Potential challenges in realizing metaverse

Metaversechart

Exhibit 2: Challenges pertaining to Metaverse implementation

To make Metaverse a reality, several challenges need to be overcome. These include:

  • Consistent user experience and interoperability – A singular global decentralized Metaverse with shared data, computation, and bandwidth can only be achieved with collaboration between several global parties. Unless features are aligned and intellectual property is shared, we’ll never get a true Metaverse
  • Dearth of skilled talent – Talent for developing design tools and headless systems for businesses to prepare their stores for different media and virtual formats is in high demand and short supply
  • Cybersecurity and privacy – Metaverse users could experience incidents related to fake NFTs and malicious smart contracts that access personal data and crypto-wallets. Since personalized virtual experiences will create an endless need for countless customer data points, industry giants will likely prioritize competitive advantage over user data privacy

 Along with these obstacles, challenges related to hardware, use-case identification, slow adoption, lack of capital, a fragmented tech landscape, unpredictable Return on Investment (ROI), and legal implications will surely make it difficult to turn the virtual world into a reality.

But on the brighter side, the foundational infrastructure is already in place in the form of a sophisticated global blockchain network, ergonomic VR design, scalable AI, and last-mile internet connectivity in most parts of the world.
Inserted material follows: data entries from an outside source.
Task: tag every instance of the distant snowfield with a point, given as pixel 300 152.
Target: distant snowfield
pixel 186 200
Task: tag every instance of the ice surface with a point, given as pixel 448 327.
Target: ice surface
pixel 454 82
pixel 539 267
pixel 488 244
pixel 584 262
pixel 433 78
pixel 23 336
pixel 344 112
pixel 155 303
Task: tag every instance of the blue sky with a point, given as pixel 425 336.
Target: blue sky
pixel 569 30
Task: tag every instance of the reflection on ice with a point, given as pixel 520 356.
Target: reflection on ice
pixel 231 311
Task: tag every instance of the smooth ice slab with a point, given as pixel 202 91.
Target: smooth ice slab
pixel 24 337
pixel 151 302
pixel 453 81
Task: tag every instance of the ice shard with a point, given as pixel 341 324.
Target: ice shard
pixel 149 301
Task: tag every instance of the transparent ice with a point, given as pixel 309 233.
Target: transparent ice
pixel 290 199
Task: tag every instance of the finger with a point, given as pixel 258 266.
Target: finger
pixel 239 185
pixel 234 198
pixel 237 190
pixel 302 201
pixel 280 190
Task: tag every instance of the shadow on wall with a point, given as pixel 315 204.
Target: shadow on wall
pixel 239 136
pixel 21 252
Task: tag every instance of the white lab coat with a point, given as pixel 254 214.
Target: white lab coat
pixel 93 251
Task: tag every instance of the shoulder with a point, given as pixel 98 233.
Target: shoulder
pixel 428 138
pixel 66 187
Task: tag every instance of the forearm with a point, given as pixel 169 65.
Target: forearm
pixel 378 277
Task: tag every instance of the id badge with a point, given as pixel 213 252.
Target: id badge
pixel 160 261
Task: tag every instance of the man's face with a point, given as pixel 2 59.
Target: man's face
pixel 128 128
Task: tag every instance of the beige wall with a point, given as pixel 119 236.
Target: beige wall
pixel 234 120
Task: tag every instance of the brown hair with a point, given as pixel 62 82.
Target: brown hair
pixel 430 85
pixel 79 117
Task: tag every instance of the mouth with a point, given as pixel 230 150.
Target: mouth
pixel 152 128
Therefore, Meta is no longer a far-fetched dream. And with most industry giants strategically investing in the concept, the challenges associated with it will get mitigated very soon.

Opportunities for eCommerce service providers in this meta wave

This new world is pushing IT service providers, consulting firms, and design agencies towards attaining Metaverse eCommerce capabilities. These industry players will be able to add several new digital service offerings through Metaverse. A few of these services include:

  • Metaverse consulting – With Pwc buying land in The Sandbox, it is evident that consulting firms will play a pivotal role in the world of Meta. Enterprises entering Metaverse will need significant hand-holding and a relevant knowledge base about the concept to formulate their Meta-business strategy. Consulting firms can leverage their expertise to advise and direct clients who wish to embrace Meta with its full range of challenges
  • Metaverse applications – Exclusive applications will be required for users to interact with the Meta world for virtual shopping. IT providers will need to build development expertise in the AR/VR technology stack to deliver these capabilities
  • Design and NFT – Design agencies will be essential for creating 3D models of virtual artifacts in the Meta world. Along with that, designers also create NFTs that play an extremely vital role in the Meta economy. Therefore, Metaverse will bring a plethora of lucrative business opportunities for design agencies around the world
  • NFT marketplaces – With the increasing popularity of cryptocurrencies, from digital paintings to Twitter hashtags, NFTs are being bought and sold everywhere. Since sellers will have the power to tokenize everything in Metaverse, a marketplace that supports NFT transactions through blockchain will be needed. Because of this, demand for IT service providers specializing in the NFT marketplace and blockchain development technology will rapidly increase

An exciting future

Brands are already implementing core technologies essential for Meta in silos. Soon, we will witness their integration to create an alternate world full of endless possibilities.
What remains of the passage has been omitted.